Les libéraux et Swissair


La dernière séance du Grand Conseil a vu le vote d’une motion initiée par l’ADG pour une plainte pénale des autorités genevoises contre les organes de Swissair, du Crédit Suisse et de l’UBS, cette motion a bien sûr été refusée par les libéraux, au motif qu’elle était inutile.


Par contre ceux-ci avaient signé une autre motion de la présidente du parlement, élue du PS, invitant les autorités fédérales “à tout mettre en oeuvre pour qu’une compagnie nationale puisse renaître dans les meilleures délais”. Le problème c’est que cette invite était défendue par M. Halpérin, chef de groupe libéral, pour qui Swissair est une “compagnie nationale, dans le sens que vers elle convergent nos pensées, quelle que soit sa forme juridique” (sic!) …et par le président du PS, au nom de la “prise de pouvoir par l’Etat” sur un service public essentiel.
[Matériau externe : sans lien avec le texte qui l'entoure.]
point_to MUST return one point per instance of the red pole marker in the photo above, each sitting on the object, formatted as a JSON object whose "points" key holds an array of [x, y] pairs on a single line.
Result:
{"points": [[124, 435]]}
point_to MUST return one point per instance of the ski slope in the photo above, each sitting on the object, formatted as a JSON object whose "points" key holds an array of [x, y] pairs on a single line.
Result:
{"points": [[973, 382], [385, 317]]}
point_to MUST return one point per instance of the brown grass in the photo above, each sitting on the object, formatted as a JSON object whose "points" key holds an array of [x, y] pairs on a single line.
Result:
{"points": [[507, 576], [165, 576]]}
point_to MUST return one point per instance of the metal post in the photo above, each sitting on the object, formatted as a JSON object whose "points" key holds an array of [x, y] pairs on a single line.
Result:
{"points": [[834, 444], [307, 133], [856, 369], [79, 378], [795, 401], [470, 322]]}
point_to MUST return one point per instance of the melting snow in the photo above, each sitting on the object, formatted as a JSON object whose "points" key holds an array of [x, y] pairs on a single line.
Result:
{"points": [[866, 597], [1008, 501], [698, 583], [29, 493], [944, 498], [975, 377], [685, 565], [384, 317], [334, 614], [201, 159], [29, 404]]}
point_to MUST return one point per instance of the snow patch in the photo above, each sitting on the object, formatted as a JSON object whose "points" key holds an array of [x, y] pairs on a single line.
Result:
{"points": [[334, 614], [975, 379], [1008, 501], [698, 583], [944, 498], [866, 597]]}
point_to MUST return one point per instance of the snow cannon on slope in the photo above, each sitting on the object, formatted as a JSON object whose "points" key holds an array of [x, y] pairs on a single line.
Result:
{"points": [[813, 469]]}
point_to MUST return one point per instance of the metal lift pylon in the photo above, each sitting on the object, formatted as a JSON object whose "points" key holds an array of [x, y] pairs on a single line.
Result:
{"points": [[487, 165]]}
Avec les Verts nous avons shooté cette invite ambiguë, ouvrant la voie à un financement à fond perdu et sans contre-partie d’une compagnie privée par la collectivité, pour maintenir l’exigence d’un refus des licenciements massifs et d’un engagement des banques dans le sauvetage de Swissair. Commen-taire dépité d’Halpérin: “Vous avez amputé le seul élément essentiel de cette résolution”. Les postes de travail à sauver et les banques à faire rendre gorge, ça n’est évidemment la tasse de thé des libéraux… (pv)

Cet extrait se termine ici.